I regimi, si sa, peggiorano le persone migliori. Quanta brava gente
insospettabile abbiamo visto, in questi tre anni e mezzo, piegare la
schiena, tacere o parlar d’altro di fronte all’ignominia, minimizzare come
normali le peggiori anomalie. Alla lista si aggiunge ora un magistrato
valoroso come Pier Luigi Vigna, già procuratore di Firenze e ora
superprocuratore antimafia, celebre per indagini contro la mafia e il
terrorismo. Un uomo che ha rischiato più volte la vita, mai sfiorato da
sospetti (anche se, a suo tempo, avrebbe fatto meglio a far chiarezza,
come gli chiese Borrelli, sulle trame orchestrate nella sua città da
organi di polizia contro i migliori magistrati di Milano, prima nel caso
Autoparco, poi nell’affaire Pacini Battaglia-Gico di Firenze).

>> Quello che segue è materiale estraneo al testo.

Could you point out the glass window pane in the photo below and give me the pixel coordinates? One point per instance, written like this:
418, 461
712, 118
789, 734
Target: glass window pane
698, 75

Ora, 50 magistrati hanno scritto a Vigna per invitarlo a ritirarsi, dopo 8
anni, dalla Superprocura per non prestarsi al decreto del governo che lo
proroga di sei mesi, giusto il tempo necessario a tagliar fuori dalla
successione Gian Carlo Caselli, sgradito al regime almeno quanto alla
mafia. Per concorrere all’incarico, bisogna avere non più di 66 anni,
visto che scade a 70, anche se oggi i magistrati possono andare in
pensione a 75. E anche se il regime ha appena varato un’altra legge ad
personam per rimettere la toga a Corrado Carnevale, che ha 74 anni (con
recupero fino a 78), sebbene dopo le stragi del ’92 chiamasse “cretino”
Falcone e definisse Falcone e Borsellino “di un livello professionale
prossimo allo zero”. O forse proprio per questo.

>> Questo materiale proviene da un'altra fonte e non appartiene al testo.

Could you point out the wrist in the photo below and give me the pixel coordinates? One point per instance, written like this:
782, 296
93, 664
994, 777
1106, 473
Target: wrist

La proroga ad personam di Vigna era già nella controriforma
dell’ordinamento giudiziario. Ma Ciampi l’ha fatta a pezzi:
incostituzionale. Allora il regime l’ha infilata nel decretone di
Capodanno, fra le norme sulla Croce Rossa e gli spettacoli di strada. Il
decreto –scrivono nel drammatico appello 50 magistrati, fra cui i
procuratori Borraccetti, Calogero, Papalia, Di Nicola e Tarfusser, gli
aggiunti Spataro, Pomarici, Carnevali, Turone, Gennaro, Boemi, Roberti, Lo
Forte e Scarpinato, il presidente del Tribunale di Roma Scotti, i
consiglieri di Cassazione Lattanzi, Rossi e Pepino, i giudici Davigo,
Patrone, Gianfrotta, Castelli, Ausiello, Canepa, i pm Natoli, Ionta,
Ingroia, Saviotti, Condorelli, Borgna – “contrasta con la Costituzione e
integra forse il più grave attacco di questi anni all’indipendenza della
magistratura. Vigna saprà dire di no a un provvedimento che riguarda non
solo lui personalmente, ma l’intera magistratura e la sua indipendenza”.

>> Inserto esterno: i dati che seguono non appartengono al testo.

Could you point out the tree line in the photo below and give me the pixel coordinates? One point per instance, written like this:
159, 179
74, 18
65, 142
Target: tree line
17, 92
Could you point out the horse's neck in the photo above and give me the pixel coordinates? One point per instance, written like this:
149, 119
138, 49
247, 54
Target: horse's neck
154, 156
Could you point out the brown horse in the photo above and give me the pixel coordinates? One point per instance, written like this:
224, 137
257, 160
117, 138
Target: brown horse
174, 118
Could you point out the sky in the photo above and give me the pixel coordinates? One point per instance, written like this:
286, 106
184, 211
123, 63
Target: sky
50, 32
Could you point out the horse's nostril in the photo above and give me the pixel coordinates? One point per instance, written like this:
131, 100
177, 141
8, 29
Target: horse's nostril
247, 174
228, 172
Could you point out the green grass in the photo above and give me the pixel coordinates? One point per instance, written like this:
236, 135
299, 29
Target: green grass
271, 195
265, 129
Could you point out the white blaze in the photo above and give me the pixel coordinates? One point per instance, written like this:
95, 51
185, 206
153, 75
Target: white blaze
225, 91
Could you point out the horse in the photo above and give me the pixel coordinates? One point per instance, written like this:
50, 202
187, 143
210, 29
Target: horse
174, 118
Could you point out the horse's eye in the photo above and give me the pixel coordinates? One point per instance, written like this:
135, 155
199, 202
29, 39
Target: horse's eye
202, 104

Altri due giudici bolognesi, Libero Mancuso (quello del processo sulla
strage della stazione) e Norberto Lenzi, hanno rivolto a Vigna lo stesso
invito, con una metafora felice: “Nelle nostre città a volte un corvo
plana su un monumento e si posa sulla spalla di un uomo illustre. Il
contrasto tra il torvo predatore di nidi e l’eroe provoca una sensazione
sgradevole, come qualcosa di vagamente sacrilego, una violenza non
rigettabile dalla marmorea immobilità. La stessa sensazione abbiamo
provato quando sulla tua spalla si è appollaiato il decreto anti-Caselli.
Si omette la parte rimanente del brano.